Study results overview, proposed strategy for decreasing risk of age-related degenerative diseases, and predicted implications for disease prevalence. Striking similarity between outcomes of lifelong water restriction in mouse model and of chronic hypohydration assessed by serum sodium concentration in humans suggest that chronic hypohydration promotes development of age-related degenerative diseases. Estimations based on the results from the Atherosclerosis Risk in Communities (ARIC) study predict that improving hydration and shifting serum sodium below 142 mmol/L has a potential to greatly reduce prevalence of the degenerative diseases.

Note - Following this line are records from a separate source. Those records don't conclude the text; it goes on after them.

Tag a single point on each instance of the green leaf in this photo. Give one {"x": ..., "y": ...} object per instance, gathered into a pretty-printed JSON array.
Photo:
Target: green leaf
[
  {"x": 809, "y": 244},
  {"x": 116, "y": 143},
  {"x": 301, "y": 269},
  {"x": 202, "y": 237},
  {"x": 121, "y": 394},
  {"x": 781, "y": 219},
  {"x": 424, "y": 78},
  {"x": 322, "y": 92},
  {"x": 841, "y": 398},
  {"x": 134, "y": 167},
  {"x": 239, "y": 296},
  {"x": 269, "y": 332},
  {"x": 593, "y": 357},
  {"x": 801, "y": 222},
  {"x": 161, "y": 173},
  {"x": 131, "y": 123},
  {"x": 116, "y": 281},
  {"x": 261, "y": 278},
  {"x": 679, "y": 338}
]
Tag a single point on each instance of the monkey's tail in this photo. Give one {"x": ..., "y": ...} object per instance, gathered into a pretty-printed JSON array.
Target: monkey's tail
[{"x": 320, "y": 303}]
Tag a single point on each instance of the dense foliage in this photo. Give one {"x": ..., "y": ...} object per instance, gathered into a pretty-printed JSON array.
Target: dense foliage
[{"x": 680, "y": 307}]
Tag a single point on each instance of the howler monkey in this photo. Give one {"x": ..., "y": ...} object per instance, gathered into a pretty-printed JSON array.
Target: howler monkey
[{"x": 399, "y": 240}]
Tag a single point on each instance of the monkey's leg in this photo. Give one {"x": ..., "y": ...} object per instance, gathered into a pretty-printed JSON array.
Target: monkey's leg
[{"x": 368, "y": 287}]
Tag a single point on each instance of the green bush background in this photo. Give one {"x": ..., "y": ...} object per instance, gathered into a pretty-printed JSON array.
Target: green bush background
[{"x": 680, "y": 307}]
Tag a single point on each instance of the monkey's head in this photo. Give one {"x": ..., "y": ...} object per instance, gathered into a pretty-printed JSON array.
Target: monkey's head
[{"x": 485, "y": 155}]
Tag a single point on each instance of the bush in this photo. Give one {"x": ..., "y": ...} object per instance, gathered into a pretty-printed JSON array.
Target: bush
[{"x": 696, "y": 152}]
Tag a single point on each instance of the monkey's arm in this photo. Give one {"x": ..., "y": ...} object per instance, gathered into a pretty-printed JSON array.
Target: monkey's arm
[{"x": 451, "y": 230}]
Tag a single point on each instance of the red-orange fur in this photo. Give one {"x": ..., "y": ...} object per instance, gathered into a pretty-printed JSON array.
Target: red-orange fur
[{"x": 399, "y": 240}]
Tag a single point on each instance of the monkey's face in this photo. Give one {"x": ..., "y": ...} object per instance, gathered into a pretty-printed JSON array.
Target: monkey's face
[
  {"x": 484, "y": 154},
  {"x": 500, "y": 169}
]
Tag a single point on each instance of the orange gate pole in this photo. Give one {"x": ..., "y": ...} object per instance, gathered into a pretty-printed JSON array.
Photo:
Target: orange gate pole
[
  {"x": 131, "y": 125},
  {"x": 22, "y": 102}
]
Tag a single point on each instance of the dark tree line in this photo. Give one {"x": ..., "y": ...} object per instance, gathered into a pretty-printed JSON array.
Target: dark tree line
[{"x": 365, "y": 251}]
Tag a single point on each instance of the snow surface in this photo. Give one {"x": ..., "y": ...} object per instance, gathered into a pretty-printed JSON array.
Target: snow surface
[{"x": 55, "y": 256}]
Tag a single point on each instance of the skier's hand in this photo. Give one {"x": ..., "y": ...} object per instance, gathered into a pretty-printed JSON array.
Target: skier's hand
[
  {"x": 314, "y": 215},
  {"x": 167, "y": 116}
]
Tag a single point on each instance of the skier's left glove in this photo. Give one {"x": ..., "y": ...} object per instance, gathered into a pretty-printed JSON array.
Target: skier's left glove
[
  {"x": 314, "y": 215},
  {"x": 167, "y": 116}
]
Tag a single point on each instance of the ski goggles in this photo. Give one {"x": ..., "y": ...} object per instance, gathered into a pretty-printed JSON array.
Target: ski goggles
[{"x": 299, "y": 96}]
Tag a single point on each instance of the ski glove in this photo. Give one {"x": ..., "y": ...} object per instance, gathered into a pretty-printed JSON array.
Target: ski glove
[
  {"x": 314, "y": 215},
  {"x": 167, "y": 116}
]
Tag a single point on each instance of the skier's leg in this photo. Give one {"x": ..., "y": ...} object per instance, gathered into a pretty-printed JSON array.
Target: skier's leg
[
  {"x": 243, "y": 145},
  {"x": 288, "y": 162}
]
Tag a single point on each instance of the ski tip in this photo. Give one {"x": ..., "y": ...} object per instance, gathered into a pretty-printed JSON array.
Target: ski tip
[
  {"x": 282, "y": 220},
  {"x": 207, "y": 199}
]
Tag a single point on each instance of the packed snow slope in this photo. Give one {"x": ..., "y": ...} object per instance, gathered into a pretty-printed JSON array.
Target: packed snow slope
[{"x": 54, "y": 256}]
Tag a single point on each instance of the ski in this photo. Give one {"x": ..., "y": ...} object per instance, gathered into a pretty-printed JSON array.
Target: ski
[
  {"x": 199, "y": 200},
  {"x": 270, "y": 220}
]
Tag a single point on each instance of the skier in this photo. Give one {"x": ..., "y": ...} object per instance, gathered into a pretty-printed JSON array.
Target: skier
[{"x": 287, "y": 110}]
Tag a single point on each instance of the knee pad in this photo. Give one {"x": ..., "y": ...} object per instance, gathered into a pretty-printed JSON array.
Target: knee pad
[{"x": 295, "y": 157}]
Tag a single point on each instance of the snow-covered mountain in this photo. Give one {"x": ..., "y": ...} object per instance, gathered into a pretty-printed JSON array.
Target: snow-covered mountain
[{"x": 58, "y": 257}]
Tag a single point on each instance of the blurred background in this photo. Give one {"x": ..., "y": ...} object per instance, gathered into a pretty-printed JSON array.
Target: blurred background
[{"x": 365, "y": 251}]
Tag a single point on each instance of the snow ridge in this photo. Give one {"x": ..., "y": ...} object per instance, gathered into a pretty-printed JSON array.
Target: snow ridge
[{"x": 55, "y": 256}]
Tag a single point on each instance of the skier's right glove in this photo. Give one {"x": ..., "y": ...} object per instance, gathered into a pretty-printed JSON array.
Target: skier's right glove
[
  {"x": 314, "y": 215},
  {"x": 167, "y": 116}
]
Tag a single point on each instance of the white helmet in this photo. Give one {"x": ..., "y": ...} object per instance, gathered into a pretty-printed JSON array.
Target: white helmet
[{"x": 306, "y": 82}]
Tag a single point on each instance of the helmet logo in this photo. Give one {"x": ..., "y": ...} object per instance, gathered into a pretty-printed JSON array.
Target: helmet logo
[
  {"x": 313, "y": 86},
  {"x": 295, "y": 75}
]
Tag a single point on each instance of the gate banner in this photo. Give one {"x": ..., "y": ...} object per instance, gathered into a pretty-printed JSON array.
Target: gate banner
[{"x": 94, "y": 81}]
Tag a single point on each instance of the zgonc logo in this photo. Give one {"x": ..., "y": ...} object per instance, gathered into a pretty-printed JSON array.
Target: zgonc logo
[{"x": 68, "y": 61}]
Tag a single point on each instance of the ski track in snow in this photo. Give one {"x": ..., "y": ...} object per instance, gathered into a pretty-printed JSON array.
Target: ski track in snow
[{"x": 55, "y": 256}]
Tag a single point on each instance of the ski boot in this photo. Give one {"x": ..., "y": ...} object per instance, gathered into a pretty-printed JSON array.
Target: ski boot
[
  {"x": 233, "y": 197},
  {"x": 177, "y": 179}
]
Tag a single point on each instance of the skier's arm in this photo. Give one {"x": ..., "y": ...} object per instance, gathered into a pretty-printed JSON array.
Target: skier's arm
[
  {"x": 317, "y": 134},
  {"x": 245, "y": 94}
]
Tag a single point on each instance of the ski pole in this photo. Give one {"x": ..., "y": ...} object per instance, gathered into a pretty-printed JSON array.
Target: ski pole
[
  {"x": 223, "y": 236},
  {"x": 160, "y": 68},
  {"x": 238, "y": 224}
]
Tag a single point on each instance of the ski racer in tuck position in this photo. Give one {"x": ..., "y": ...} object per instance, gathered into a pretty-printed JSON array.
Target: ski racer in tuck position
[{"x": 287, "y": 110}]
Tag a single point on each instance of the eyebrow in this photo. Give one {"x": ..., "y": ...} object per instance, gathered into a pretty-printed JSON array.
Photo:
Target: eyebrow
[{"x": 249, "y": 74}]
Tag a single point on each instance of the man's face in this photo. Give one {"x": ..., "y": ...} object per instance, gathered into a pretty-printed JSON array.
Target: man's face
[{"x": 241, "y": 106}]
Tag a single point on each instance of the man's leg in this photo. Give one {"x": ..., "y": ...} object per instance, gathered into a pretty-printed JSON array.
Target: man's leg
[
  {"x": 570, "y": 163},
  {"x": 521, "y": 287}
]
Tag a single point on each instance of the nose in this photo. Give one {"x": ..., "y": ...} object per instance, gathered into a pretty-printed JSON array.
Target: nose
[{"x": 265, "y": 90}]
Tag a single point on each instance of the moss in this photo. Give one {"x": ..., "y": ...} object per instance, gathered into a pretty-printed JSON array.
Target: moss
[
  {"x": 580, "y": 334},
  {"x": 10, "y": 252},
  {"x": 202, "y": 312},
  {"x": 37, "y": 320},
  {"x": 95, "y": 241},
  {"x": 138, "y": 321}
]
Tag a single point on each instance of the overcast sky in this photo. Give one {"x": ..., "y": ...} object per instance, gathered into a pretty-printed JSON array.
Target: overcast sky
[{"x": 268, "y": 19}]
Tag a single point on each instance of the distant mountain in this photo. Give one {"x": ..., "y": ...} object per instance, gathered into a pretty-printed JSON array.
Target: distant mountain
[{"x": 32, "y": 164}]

The proinflammatory, procoagulation, and metabolic effects of subclinical chronic hypohydration revealed in our study are well-recognized modifiers of the rate of aging (17–19). It is well established that aging is accompanied by the development of a proinflammatory status termed “inflammageing” (17), as well as procoagulant and prothrombotic changes (20). Data from clinical studies indicate that elevated metabolic rate is also a morbidity and mortality risk factor (55–57). However, it is still debated whether inflammation and increased coagulation contribute causally to age-related morbidities or whether they are non-causal markers of aging itself. One of the possible inducers of the prothrombotic and proinflammatory effects of chronic hypohydration can be higher activity of the RAAS that is a well-established inducer of inflammation, coagulation, and oxidative damages (58–60) and would be expected to be activated in people whose serum osmolality exceeds the osmotic “set-point” of 280–290 mosmol/kg (4, 6, 8, 9). In addition, accumulating information suggests that elevated extracellular sodium can also directly affect these proaging responses. Thus, elevated extracellular sodium in cell culture stimulates the expression of proinflammatory and prothrombotic mediators, such as vWF, VCAM-1, E-selectin, and MCP-1 (10–12), reduces nitric oxide release (13), damages endothelial glycocalyx (13, 15), and affects lipids metabolism in cultured adipocytes (23).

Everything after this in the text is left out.